Filtering and Splitting Input Rows in Talend
tFilterRow filters input rows by setting conditions on the selected columns.
tFilterRow helps parameterizing filters on the source data.
Filtering and searching a list of names
The following scenario is a Java Job that uses a simple condition and a regular expression to filter a list of records. This scenario will output two tables: the first will list all Italian records where first names are shorter than six characters; the second will list all rejected records. An error message for each rejected record will be displayed in the same table to explain why such a record has been rejected.
- Drop tFixedFlowInput, tFilterRow and tLogRow from the Palette onto the design workspace.
- Connect the tFixedFlowInput to the tFilterRow, using a Row > Main link. Then, connect the tFilterRow to the tLogRow, using a Row > Filter link.
- Drop tLogRow from the Palette onto the design workspace and rename it as reject. Then, connect the tFilterRow to the reject, using a Row > Reject link.
- Double-click tFixedFlowInput to display its Basic settings view and define its properties.
- Select the Use Inline Content(delimited file) option in the Mode area to define the input mode.
- Set the row and field separators in the corresponding fields. The row separator is a carriage return and the field separator is a semi-colon.
- From the Schema list, select Built-in. The properties and schema are Built-in for this Job. This means, the schema is not stored in the Repository.
- Click the three-dot button next to the Edit schema to define the schema for the input file. In this example, the schema is made of the following four columns: firstname, gender, language and frequency. In the Type column, select String for the first three rows and select Integer for frequency.
- Click OK to validate and close the editor. A dialog box opens and asks you if you want to propagate the schema.
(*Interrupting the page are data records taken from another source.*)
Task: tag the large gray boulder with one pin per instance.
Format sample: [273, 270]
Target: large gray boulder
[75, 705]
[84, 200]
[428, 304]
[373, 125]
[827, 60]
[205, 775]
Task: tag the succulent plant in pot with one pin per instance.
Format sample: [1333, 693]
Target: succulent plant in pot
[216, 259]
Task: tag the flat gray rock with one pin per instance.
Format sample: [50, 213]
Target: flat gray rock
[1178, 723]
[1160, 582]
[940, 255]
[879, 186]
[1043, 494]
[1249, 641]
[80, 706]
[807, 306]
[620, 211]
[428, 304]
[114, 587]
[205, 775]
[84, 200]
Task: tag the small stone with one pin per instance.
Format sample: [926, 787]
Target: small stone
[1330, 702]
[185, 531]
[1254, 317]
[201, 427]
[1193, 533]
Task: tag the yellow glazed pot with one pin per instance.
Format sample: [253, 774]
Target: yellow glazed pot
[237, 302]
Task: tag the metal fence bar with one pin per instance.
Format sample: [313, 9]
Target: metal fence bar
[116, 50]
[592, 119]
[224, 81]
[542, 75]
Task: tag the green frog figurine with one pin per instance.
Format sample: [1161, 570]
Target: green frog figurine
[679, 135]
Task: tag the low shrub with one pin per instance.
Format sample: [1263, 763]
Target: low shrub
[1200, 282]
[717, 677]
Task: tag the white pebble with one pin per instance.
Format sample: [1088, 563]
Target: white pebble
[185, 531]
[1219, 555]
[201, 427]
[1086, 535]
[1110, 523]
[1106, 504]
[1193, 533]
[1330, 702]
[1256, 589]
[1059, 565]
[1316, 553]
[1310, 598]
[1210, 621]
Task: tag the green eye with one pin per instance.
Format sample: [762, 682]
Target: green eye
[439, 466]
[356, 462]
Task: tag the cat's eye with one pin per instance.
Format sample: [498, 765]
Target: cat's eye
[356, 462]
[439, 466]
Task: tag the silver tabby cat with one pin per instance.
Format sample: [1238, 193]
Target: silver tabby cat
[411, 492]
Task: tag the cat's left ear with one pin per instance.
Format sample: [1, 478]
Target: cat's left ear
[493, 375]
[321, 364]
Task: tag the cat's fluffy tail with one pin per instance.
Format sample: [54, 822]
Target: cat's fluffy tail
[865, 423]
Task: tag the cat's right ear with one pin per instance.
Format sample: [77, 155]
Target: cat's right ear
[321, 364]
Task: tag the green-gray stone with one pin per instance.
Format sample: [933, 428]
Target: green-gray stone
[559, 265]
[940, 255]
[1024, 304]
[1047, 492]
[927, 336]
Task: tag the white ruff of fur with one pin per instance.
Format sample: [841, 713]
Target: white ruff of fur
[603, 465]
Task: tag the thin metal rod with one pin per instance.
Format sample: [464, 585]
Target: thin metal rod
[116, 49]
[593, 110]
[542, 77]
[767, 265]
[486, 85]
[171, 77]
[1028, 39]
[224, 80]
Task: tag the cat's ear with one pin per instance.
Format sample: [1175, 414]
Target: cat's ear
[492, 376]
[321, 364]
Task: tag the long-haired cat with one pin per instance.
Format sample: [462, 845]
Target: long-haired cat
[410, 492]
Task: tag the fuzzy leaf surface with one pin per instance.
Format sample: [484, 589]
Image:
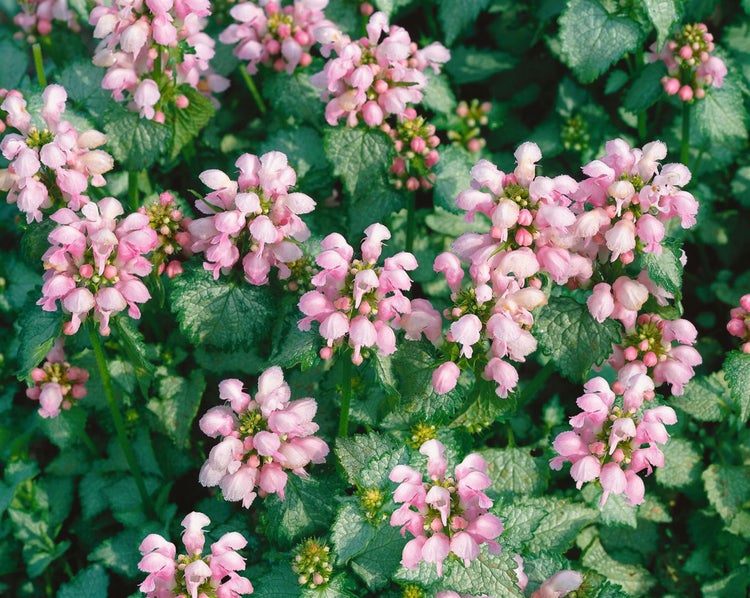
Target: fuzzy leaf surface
[576, 341]
[608, 38]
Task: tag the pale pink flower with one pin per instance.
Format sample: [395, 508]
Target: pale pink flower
[169, 573]
[262, 439]
[445, 514]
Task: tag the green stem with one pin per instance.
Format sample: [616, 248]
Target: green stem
[127, 449]
[36, 50]
[253, 90]
[685, 142]
[133, 190]
[411, 221]
[89, 443]
[641, 113]
[346, 394]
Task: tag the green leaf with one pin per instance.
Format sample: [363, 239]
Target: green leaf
[307, 509]
[279, 582]
[665, 270]
[177, 405]
[737, 369]
[563, 522]
[120, 553]
[455, 17]
[89, 583]
[302, 148]
[492, 574]
[664, 15]
[634, 579]
[132, 342]
[360, 156]
[66, 429]
[220, 314]
[576, 341]
[83, 83]
[367, 459]
[452, 176]
[438, 95]
[513, 471]
[520, 520]
[15, 63]
[135, 142]
[38, 331]
[189, 121]
[469, 65]
[294, 96]
[728, 488]
[682, 463]
[377, 564]
[646, 89]
[721, 115]
[607, 38]
[705, 398]
[351, 532]
[414, 365]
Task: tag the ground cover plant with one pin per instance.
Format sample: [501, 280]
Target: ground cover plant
[401, 299]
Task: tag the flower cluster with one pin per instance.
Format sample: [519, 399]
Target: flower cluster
[626, 200]
[262, 439]
[167, 220]
[53, 165]
[36, 16]
[96, 262]
[57, 384]
[661, 348]
[150, 47]
[739, 324]
[271, 34]
[613, 438]
[193, 574]
[690, 66]
[254, 217]
[415, 142]
[372, 78]
[355, 298]
[466, 131]
[447, 514]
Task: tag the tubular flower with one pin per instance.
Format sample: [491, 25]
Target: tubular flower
[446, 514]
[97, 262]
[192, 574]
[151, 48]
[51, 167]
[255, 218]
[372, 78]
[691, 68]
[663, 348]
[262, 439]
[356, 300]
[614, 438]
[275, 35]
[36, 16]
[624, 204]
[57, 384]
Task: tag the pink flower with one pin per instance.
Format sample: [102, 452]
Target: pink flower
[262, 439]
[269, 230]
[168, 572]
[445, 514]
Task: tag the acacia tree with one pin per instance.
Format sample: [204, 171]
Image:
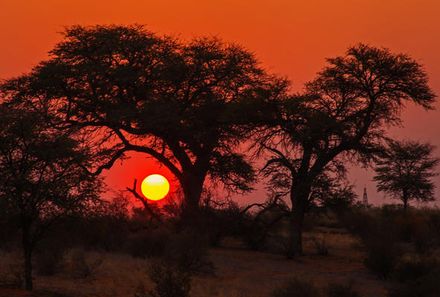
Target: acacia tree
[41, 179]
[342, 115]
[127, 89]
[404, 170]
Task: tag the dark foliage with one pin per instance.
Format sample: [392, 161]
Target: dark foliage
[296, 288]
[341, 290]
[341, 117]
[405, 170]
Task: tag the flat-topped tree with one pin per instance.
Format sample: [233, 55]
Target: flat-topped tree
[131, 90]
[405, 170]
[42, 178]
[342, 116]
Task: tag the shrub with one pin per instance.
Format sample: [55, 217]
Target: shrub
[382, 254]
[148, 243]
[168, 282]
[426, 286]
[341, 290]
[320, 245]
[49, 261]
[80, 267]
[296, 288]
[188, 251]
[11, 271]
[411, 270]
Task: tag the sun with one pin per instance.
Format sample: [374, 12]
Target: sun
[155, 187]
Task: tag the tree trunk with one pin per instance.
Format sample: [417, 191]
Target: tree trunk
[298, 196]
[27, 254]
[192, 190]
[405, 200]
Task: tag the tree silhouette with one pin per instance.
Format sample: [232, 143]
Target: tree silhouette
[342, 116]
[41, 179]
[185, 104]
[405, 169]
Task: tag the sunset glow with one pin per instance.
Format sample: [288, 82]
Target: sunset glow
[155, 187]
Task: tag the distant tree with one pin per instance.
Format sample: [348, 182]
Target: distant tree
[41, 177]
[342, 116]
[404, 170]
[184, 104]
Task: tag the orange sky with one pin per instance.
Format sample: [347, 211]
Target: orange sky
[290, 37]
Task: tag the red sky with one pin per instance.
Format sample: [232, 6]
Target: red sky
[290, 38]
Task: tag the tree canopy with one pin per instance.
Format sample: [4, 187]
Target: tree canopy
[42, 176]
[183, 103]
[342, 116]
[405, 170]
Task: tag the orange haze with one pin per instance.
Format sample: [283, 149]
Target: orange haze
[290, 37]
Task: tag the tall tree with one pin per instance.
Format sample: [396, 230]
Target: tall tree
[41, 177]
[185, 104]
[405, 170]
[342, 115]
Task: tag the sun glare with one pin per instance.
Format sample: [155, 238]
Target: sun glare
[155, 187]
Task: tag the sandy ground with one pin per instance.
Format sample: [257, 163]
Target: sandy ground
[239, 272]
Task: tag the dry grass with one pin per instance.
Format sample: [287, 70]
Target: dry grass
[239, 273]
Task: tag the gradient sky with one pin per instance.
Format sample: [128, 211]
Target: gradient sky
[290, 37]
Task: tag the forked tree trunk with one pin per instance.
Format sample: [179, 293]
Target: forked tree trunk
[298, 196]
[405, 200]
[27, 255]
[192, 187]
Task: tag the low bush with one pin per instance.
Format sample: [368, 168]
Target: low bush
[341, 290]
[320, 245]
[168, 282]
[296, 288]
[79, 266]
[188, 251]
[425, 286]
[412, 269]
[148, 243]
[49, 261]
[383, 253]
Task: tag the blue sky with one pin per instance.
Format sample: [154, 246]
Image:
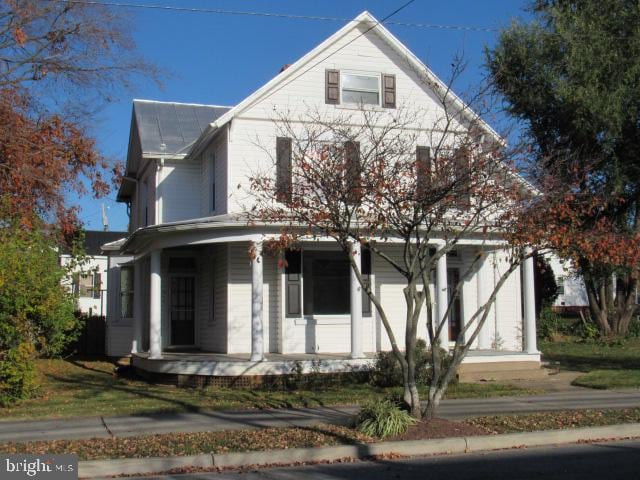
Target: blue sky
[221, 59]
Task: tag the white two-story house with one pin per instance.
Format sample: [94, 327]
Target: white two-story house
[185, 295]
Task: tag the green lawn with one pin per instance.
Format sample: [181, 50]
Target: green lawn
[89, 387]
[613, 364]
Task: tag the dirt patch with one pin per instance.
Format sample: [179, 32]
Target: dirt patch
[440, 428]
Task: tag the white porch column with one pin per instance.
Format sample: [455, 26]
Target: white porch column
[485, 288]
[442, 298]
[155, 308]
[257, 329]
[136, 344]
[356, 303]
[529, 295]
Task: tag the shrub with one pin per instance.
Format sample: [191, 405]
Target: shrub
[383, 419]
[634, 328]
[388, 373]
[549, 323]
[36, 312]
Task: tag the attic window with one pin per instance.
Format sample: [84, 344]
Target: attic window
[360, 88]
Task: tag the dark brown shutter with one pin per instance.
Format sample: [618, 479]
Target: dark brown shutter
[353, 171]
[283, 169]
[292, 272]
[332, 87]
[462, 158]
[423, 170]
[389, 91]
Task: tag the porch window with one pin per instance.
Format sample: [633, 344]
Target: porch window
[319, 280]
[126, 292]
[86, 285]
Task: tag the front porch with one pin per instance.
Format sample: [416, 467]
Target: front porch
[235, 365]
[215, 305]
[478, 365]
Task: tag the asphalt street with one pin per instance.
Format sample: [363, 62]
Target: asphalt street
[104, 427]
[610, 461]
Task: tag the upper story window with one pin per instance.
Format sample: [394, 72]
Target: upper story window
[126, 292]
[360, 88]
[212, 182]
[86, 284]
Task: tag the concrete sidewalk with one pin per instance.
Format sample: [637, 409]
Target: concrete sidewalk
[126, 426]
[350, 453]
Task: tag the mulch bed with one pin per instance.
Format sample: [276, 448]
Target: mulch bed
[440, 428]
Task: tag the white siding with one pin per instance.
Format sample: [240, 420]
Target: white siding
[239, 300]
[119, 331]
[575, 293]
[179, 191]
[253, 133]
[213, 312]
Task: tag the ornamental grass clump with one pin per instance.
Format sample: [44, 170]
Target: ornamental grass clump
[383, 419]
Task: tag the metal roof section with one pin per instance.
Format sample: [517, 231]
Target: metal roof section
[169, 128]
[373, 25]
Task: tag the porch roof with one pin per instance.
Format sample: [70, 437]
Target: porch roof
[236, 228]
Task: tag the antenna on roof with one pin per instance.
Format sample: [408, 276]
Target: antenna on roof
[105, 220]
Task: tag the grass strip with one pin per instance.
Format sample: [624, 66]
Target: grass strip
[609, 379]
[166, 445]
[76, 388]
[556, 420]
[174, 444]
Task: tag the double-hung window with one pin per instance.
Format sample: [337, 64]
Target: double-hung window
[318, 283]
[126, 292]
[212, 182]
[361, 88]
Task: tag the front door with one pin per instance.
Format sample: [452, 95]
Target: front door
[455, 314]
[183, 310]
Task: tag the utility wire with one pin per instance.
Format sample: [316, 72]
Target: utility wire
[405, 5]
[172, 8]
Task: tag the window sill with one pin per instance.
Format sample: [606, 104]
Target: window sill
[325, 320]
[354, 106]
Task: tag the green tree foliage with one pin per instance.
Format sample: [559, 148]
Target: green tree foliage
[36, 312]
[572, 76]
[546, 286]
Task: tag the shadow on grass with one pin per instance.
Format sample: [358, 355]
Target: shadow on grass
[97, 387]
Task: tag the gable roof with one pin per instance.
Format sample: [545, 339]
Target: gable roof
[169, 128]
[95, 239]
[373, 25]
[164, 130]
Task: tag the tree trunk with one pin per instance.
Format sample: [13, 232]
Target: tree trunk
[612, 312]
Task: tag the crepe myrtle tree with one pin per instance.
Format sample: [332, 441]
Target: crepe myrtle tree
[407, 177]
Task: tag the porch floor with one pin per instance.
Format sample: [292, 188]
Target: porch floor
[225, 365]
[221, 364]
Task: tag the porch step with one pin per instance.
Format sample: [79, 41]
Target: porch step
[500, 371]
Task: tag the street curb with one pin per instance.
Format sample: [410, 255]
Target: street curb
[104, 468]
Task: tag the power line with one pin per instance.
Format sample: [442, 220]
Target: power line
[173, 8]
[379, 22]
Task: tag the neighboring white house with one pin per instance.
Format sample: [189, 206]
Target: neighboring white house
[88, 281]
[572, 294]
[184, 296]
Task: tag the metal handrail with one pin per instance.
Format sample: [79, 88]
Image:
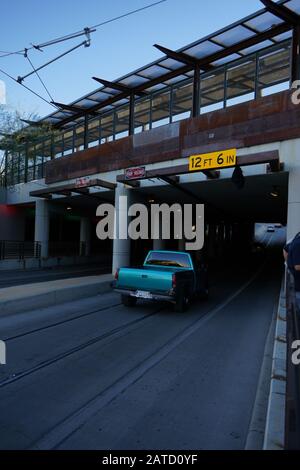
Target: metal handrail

Click Yes.
- Type in content in the Content multiline textframe according to the setting in the schema.
- Double-click tFilterRow to display its Basic settings view and define its properties.
- In the Conditions table, fill in the filtering parameters based on the firstname column.
- In InputColumn, select firstname, in Function, select Length, in Operator, select Lower than.
- In the Value column, type in 6 to filter only first names of length lower than six characters.
- Then to implement the search on names whose language is italian, select the Use advanced mode check box and type in the following regular expression that includes the name of the column to be searched:
- To combine both conditions (simple and advanced), select And as logical operator for this example.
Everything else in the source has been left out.